SHOOTING STARS The current Perseid meteor shower will light up our night skies for the next few days.
About 30 years ago we had a holiday in a remote location in the south-west of Ireland. The house was high on a grassy ridge on Bolus Head looking over St Finian’s Bay in Co Kerry. From this vantage point, the 350-million-year-old Skellig Rocks rose like stegosaurus plates from the Atlantic Ocean. They were 16 kilometres out to sea, but their jagged presence dominated the view to the south. It was early August, and when darkness fell the predicable blinking of a distant lighthouse was the only manmade object discernible at sea level in the blackness.
One moonless evening, the sky was crystal clear, the summer triangle was dramatically intersected by our galaxy’s river of stars, so much more touchable than the suburban view. I lay on the sun-dried grass looking for Perseids – one, two, three, four, five, six, plus several in the corner of my eye within a few minutes.
Time to take action, I went into the house and dragged out several mattresses, and encouraged (made) my family and our guests come outside, lie down and lookup. I have a vague memory of sofa cushions being shoved through windows at one point to help the nest building.
As usual, they thought I was mad, but soon they were seeing one of the year’s wonders in perhaps the darkest place on our island. We watched for satellites, and my mattress guests (two families, four adults, four children) had never seen them either, so in between meteors we looked at these metal objects orbiting about 200 miles up.
A perfect viewing spot, we watched on a slight incline toward Perseus in the northeast, but the meteors came from what seemed like every direction. We watched many, many meteors sizzling into our atmosphere in dots and dashes with long gaps and differing lengths.
The Perseids are the result of the tiny cast-off particles from Comet Swift Tuttle, shed as it passed through our solar system on its 130-year orbit of our sun. Once a year the Earth’s journey around our sun brings our atmosphere and these remnants into contact with each other. These particles hit the atmosphere at huge speeds and burn up, thereby offering the observer natural fireworks. Ancient elements revealed by their colours as they vaporise in front of our eyes.
I will never forget the perfection of the viewing, the wows, the laughter, the joy of my family seeing this shower for the first time.

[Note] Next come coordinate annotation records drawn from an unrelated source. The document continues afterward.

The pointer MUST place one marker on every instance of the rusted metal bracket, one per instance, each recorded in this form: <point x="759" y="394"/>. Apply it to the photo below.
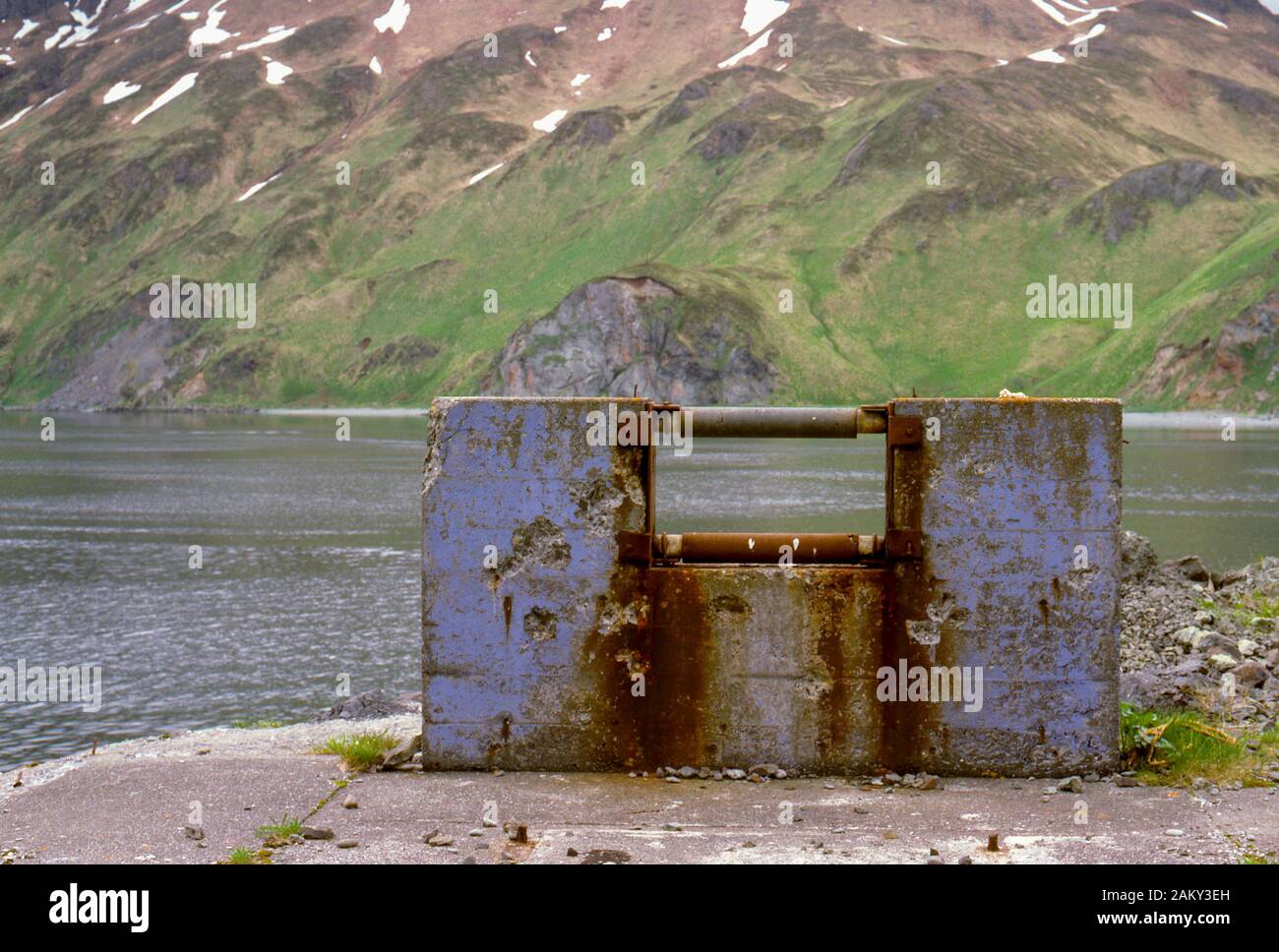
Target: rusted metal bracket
<point x="749" y="549"/>
<point x="903" y="543"/>
<point x="635" y="547"/>
<point x="904" y="431"/>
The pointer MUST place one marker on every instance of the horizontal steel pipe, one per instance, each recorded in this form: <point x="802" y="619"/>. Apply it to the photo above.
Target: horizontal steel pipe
<point x="766" y="549"/>
<point x="831" y="422"/>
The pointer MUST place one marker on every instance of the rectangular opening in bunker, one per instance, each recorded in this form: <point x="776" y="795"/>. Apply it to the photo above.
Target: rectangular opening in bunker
<point x="767" y="486"/>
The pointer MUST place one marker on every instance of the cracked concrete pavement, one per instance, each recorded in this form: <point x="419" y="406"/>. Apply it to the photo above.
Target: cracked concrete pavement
<point x="131" y="802"/>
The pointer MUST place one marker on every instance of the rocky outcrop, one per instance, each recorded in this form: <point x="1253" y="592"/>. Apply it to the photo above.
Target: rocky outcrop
<point x="1194" y="639"/>
<point x="1210" y="374"/>
<point x="1125" y="204"/>
<point x="621" y="336"/>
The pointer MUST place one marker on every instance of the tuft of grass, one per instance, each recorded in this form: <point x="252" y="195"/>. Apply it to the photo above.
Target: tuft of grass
<point x="285" y="827"/>
<point x="1176" y="747"/>
<point x="358" y="751"/>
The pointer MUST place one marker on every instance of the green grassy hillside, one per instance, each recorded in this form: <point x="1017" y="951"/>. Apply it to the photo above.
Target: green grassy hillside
<point x="761" y="186"/>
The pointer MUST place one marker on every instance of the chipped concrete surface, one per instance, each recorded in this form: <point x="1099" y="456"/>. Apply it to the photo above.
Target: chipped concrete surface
<point x="129" y="803"/>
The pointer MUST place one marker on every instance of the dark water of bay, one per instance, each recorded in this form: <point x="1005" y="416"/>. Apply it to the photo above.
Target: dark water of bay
<point x="311" y="550"/>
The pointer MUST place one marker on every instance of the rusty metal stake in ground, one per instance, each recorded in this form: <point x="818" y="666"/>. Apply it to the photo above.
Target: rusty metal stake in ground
<point x="561" y="631"/>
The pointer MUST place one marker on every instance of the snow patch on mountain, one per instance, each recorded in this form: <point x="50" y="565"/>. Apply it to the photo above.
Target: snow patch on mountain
<point x="122" y="89"/>
<point x="257" y="188"/>
<point x="16" y="118"/>
<point x="212" y="33"/>
<point x="167" y="96"/>
<point x="276" y="72"/>
<point x="1085" y="14"/>
<point x="1098" y="30"/>
<point x="1214" y="21"/>
<point x="550" y="120"/>
<point x="56" y="37"/>
<point x="756" y="45"/>
<point x="395" y="18"/>
<point x="279" y="34"/>
<point x="485" y="174"/>
<point x="761" y="13"/>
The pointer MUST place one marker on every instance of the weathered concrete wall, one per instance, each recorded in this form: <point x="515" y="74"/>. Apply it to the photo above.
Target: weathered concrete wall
<point x="765" y="665"/>
<point x="554" y="654"/>
<point x="1005" y="496"/>
<point x="520" y="654"/>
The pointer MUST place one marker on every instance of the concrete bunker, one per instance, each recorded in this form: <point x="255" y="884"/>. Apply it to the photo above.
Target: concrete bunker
<point x="975" y="631"/>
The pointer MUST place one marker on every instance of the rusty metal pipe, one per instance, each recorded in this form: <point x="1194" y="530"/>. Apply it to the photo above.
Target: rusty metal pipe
<point x="766" y="549"/>
<point x="830" y="422"/>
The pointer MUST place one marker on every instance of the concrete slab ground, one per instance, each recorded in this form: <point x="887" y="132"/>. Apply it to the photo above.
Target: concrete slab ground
<point x="131" y="802"/>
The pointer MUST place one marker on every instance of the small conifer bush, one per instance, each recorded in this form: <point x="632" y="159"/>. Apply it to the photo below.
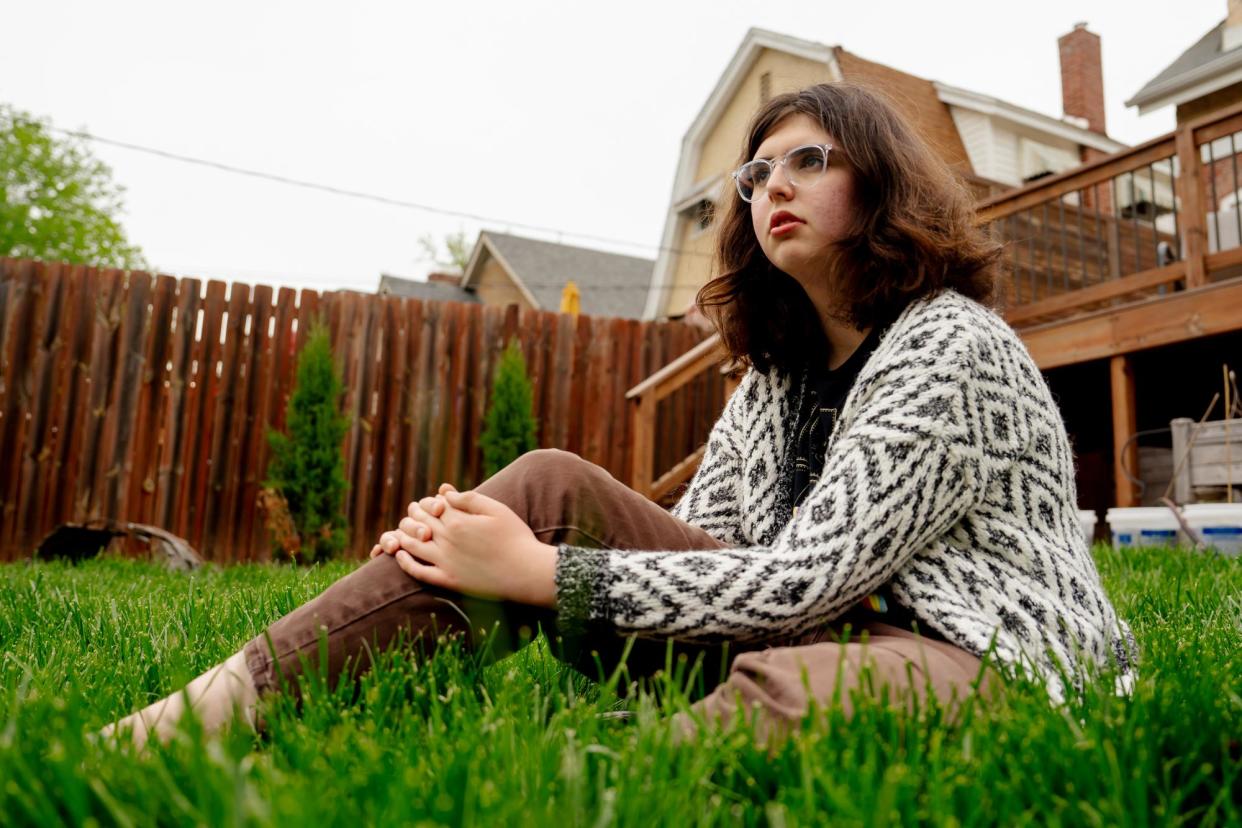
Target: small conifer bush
<point x="509" y="425"/>
<point x="307" y="466"/>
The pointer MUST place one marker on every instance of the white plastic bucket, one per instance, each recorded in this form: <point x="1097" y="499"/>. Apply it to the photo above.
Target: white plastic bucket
<point x="1087" y="519"/>
<point x="1217" y="524"/>
<point x="1143" y="526"/>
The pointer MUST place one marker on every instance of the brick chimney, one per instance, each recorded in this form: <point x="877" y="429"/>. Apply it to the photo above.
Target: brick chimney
<point x="1232" y="35"/>
<point x="1082" y="77"/>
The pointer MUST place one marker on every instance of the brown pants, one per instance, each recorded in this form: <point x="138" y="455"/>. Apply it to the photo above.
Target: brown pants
<point x="565" y="499"/>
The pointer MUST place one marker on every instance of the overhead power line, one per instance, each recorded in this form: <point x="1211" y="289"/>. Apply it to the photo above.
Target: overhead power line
<point x="365" y="196"/>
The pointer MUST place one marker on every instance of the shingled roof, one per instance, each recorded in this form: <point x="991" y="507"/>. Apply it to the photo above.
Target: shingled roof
<point x="426" y="291"/>
<point x="1200" y="62"/>
<point x="610" y="284"/>
<point x="915" y="98"/>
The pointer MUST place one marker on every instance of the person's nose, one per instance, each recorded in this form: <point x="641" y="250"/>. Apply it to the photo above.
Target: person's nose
<point x="779" y="186"/>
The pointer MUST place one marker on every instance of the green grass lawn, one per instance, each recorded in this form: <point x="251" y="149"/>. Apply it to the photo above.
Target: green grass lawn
<point x="521" y="741"/>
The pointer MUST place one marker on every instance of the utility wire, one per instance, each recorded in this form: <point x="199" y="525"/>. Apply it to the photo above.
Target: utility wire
<point x="363" y="195"/>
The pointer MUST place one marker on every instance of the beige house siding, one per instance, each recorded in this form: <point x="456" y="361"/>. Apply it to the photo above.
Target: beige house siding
<point x="496" y="288"/>
<point x="786" y="73"/>
<point x="719" y="155"/>
<point x="693" y="267"/>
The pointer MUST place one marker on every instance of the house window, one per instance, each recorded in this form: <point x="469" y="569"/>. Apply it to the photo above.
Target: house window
<point x="704" y="211"/>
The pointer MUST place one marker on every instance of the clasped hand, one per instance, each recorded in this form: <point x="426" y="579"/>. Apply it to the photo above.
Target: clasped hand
<point x="472" y="544"/>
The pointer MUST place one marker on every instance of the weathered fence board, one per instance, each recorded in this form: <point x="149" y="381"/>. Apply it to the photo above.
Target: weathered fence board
<point x="150" y="399"/>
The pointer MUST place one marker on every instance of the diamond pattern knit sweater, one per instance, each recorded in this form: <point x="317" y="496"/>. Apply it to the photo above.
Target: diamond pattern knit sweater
<point x="949" y="477"/>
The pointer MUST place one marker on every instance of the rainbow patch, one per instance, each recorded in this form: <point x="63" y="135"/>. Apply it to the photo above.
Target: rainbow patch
<point x="876" y="603"/>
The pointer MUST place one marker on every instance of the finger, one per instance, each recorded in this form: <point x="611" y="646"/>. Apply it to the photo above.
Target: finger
<point x="431" y="522"/>
<point x="472" y="502"/>
<point x="411" y="526"/>
<point x="432" y="505"/>
<point x="432" y="575"/>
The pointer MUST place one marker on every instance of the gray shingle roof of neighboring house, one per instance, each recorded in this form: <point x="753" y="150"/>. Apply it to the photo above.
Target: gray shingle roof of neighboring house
<point x="425" y="291"/>
<point x="1200" y="61"/>
<point x="610" y="284"/>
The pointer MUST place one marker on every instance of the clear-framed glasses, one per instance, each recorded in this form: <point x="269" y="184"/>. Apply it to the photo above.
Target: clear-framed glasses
<point x="804" y="165"/>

Over the years since I have watched the Perseids from a deck chair in my garden, some escaping the eye under hazy lights in suburbia. It is always the most exciting shower of the year and rarely disappoints. If you are lucky to have clear skies between mid-July and mid-August, no equipment is needed, just you and your eyeballs.
If you want to fill out an observing sheet to record the colour, length, duration, direction, location, the hourly rate of your Perseids, then they are easy to find and fill.
Post midnight is the best time to view. The Earth has left the Belt of Venus long behind and has rolled toward the night were other suns populate the soft deep cloak of space. The Perseids bring nanoseconds and multi-seconds of wispy joy to all who take the time to look up from mattresses or other comfy viewing places. Apologies to holiday homes everywhere.
Where to look
This year’s Perseid meteor shower peaked last night (Monday) August 12, but any clear evening over the next few nights should produce some shooting stars (meteors by another name). Look to the northeast after midnight. Look under the big ‘W’ of Cassiopeia, and that is the location of Perseus.
Deirdre Kelleghan is an astronomer and artist living in Louisburgh.